Geneviève Pastre nous livre ici une foule d'informations prises sur le
vif et nous dresse un portrait de groupe dans lequel nombre d'hommes et de
femmes se retrouveront. Une vue d'ensemble se dégage pourtant de ce récit, qui
intéressera la jeune génération, curieuse de ce passé, mais aussi tous ceux
et celles qui veulent connaître et mieux comprendre l'évolution des
mentalités, des modes de vie.

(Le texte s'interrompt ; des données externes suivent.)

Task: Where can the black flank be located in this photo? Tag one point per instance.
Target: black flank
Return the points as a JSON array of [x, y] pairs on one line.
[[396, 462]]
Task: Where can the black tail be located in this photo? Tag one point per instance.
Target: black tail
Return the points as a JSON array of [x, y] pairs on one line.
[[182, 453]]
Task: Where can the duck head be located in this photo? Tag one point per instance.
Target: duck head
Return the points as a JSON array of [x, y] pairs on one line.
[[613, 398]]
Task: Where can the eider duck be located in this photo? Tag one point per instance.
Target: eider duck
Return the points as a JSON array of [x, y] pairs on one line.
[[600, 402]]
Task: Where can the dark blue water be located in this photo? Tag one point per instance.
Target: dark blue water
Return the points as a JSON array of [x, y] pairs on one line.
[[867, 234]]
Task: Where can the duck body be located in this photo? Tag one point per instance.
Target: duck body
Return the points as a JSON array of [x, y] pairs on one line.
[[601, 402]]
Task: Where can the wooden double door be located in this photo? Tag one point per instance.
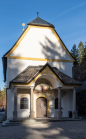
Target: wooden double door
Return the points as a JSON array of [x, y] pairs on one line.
[[41, 107]]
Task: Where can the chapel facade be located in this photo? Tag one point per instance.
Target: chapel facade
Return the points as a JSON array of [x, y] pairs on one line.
[[38, 72]]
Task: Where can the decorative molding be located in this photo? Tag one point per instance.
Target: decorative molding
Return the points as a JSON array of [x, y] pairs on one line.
[[39, 59]]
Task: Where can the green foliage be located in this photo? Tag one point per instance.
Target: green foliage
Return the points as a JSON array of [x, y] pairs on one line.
[[79, 53], [3, 92]]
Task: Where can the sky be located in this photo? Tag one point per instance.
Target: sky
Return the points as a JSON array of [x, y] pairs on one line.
[[68, 17]]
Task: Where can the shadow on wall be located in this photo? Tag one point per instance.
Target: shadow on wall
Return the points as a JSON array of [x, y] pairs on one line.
[[53, 51], [58, 130], [15, 67]]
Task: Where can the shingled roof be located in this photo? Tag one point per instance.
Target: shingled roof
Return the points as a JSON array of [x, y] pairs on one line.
[[38, 21], [26, 76]]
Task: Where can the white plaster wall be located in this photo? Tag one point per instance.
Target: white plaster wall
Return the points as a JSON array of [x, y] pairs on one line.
[[40, 43], [10, 103], [16, 66]]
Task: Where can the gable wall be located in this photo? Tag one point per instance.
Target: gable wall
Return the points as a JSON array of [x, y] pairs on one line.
[[40, 43], [16, 66]]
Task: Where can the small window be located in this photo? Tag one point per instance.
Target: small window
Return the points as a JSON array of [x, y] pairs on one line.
[[24, 103], [56, 103]]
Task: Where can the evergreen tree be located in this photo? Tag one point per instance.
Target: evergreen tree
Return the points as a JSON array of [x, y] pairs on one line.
[[80, 52], [74, 52]]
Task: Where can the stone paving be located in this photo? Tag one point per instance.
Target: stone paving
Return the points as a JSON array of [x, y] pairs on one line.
[[54, 130]]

Une avancée, dont les gais et lesbiens
récoltent aujourd'hui les fruits, mais qui est loin d'être achevée, tant les
archaïsmes, persistant derrière une liberté sexuelle apparente, causent
encore beaucoup souffrances inutiles.
Agrégée de l'université, Geneviève Pastre, grande figure du monde gai
et lesbien, est aussi poète, dramaturge d'avant-garde, historienne, linguiste,
philosophe, essayiste, éditrice et femme politique. Elle a produit une œuvre
abondante et multiple, dont L'Espace d'un souffle et un essai Les
Amazones, du mythe à l'histoire.
Geneviève
Pastre, Une femme en apesanteur,
éditions Balland, collection Le Rayon, Paris, 2002, 411 pages, 10.85 €.